Cameron was active in politics, being a member of the Whig Party before joining the Democratic Party. He was elected to the Senate in 1845. Later he joined the Know Nothing Party in 1855 before finally entering the Republican Party. This constant switching of parties gave Cameron a reputation as a political opportunist.
In 1860 Cameron was one of those nominated to become the presidential candidate of the Republican Party. However, at the National Convention, when it was clear that Cameron could not win, he gave his full support to Abraham Lincoln. He was rewarded by being appointed as Secretary of War. This job became more important on the outbreak of the American Civil War.
In January, 1862, Edwin M. Stanton, his legal adviser, helped Cameron write his yearly report. He personally wrote the section that called for freed slaves to be armed and used against the Confederate Army. President Abraham Lincoln was opposed to this policy and ordered Cameron to remove the offending passage. When he refused he was removed from office. Lincoln, who was unaware of Stanton's role in the report, appointed him as his new Secretary of War.
Cameron now became America's representative in Russia. Cameron returned to the Senate in 1867 and in 1872 served as chairman of the Foreign Relations Committee. Simon Cameron, who resigned his seat in the Senate in 1877 in order to help his son replace him, died in Donegal Springs, 26th June, 1889.
Primary Sources
(1) Henry Villard was a reporter of the New York Tribune during the American Civil War.
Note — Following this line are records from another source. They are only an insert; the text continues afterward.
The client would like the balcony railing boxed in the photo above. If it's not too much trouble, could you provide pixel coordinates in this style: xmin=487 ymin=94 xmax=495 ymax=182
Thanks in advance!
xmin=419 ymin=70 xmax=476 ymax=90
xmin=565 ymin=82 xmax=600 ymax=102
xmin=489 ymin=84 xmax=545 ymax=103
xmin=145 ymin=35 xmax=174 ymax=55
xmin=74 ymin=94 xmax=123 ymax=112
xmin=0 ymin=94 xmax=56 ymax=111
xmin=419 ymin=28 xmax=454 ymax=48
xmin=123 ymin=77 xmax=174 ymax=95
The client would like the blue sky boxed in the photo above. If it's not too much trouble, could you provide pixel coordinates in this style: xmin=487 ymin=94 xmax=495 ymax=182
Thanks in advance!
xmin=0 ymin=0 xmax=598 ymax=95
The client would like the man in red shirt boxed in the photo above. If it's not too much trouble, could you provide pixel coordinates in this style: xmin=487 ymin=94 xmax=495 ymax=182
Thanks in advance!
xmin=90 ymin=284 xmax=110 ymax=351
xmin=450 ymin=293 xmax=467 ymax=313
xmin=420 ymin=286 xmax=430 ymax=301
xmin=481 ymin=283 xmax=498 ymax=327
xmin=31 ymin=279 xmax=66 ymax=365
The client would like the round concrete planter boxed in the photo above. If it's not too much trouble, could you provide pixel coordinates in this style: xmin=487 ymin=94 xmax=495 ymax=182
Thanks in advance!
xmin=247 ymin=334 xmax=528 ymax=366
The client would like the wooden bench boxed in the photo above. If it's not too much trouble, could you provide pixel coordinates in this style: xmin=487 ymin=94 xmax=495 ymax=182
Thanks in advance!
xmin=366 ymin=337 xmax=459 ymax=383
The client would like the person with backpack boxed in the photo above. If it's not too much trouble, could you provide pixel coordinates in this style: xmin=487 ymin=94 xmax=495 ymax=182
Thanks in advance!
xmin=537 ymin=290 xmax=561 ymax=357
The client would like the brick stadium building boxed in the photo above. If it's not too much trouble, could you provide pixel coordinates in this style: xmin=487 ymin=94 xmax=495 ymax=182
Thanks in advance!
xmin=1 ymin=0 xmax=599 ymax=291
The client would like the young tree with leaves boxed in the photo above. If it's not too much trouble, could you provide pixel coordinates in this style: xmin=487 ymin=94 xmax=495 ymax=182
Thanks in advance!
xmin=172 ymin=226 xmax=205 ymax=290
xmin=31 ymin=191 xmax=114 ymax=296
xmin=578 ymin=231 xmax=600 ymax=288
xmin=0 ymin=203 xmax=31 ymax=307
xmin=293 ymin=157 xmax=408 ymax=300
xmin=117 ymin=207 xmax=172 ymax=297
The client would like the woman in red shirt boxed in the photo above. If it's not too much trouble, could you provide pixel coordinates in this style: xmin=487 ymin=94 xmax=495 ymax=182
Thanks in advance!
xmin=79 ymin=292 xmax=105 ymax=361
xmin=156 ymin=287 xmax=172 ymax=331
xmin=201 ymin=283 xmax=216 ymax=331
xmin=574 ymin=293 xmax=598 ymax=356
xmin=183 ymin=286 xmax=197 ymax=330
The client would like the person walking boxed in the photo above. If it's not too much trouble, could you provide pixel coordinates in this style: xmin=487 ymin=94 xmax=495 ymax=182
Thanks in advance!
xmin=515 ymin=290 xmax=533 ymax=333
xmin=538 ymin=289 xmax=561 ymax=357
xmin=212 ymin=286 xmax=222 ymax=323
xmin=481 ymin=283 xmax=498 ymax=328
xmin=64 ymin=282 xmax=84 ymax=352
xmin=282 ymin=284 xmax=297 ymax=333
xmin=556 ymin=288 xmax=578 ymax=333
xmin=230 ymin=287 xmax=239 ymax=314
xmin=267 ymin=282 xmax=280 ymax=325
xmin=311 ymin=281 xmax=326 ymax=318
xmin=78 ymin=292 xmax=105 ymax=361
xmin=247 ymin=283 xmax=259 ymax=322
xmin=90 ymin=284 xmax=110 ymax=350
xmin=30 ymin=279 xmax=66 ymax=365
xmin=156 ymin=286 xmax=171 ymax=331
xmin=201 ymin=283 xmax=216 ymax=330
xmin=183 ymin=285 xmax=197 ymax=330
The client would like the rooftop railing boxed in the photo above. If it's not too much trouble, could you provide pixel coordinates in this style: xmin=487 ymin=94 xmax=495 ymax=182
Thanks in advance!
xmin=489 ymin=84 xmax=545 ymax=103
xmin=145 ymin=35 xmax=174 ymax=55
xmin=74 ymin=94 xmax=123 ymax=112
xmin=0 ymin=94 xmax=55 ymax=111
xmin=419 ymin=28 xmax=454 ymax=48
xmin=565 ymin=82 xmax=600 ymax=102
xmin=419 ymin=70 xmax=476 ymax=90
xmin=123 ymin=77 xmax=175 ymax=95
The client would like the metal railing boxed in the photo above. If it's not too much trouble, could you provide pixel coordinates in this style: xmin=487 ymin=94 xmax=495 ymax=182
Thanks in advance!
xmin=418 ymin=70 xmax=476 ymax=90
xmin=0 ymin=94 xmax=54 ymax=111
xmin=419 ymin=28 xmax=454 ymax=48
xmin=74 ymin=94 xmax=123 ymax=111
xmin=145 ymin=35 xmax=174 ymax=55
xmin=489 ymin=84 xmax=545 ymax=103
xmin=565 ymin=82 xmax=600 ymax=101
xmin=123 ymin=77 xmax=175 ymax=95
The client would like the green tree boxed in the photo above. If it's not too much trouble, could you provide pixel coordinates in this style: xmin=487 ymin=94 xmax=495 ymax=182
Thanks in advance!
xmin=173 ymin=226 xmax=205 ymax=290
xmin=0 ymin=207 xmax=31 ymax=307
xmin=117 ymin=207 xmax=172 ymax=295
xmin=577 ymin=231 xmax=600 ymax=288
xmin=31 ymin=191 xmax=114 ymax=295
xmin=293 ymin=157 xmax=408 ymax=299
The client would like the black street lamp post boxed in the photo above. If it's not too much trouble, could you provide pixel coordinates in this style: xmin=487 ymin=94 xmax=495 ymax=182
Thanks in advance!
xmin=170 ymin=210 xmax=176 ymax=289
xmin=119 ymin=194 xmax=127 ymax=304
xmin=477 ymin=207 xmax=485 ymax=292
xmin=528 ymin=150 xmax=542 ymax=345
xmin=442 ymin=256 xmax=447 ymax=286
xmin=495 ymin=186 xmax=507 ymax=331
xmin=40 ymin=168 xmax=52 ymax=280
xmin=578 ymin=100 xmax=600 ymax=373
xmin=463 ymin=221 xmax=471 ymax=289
Cameron was the typical American politician with a well-defined purpose in all he said and did. He also held himself a little too freely at the disposal of newspapers men, to whom he was by far the most cordial and talkative of all the secretaries. He made them feel at once as though they had met an old acquaintance and friend. He was certainly the cleverest political manager in the Cabinet, and, though unquestionably as ambitious as any member of it, he never was guilty of the indiscretions which the political records of Seward and Chase reveal. He had a very shrewd way of tempting journalists by implications and insinuations into publishing things about others that he wished to have said without becoming responsible for them.
(2) Section of the report written by Edwin M. Stanton that led to Simon Cameron losing his job as secretary of war (January, 1862)
Those who make war against the Government justly forfeit all rights of property and, as the labour and service of their slaves constitute the chief property of the rebels of their slaves constitute the chief property of the rebels, such property should share the common fate of war. It is as clearly the right of this Government to arm slaves when it may became necessary as it is to use gunpowder or guns taken from the enemy.
(3) Gideon Welles, diary entry (January, 1862)
There was reluctance on the part of the president to remove Mr. Cameron and only a conviction of its absolute necessity and the unauthorized assumption of executive power in his Annual Report would have led the President to take the step.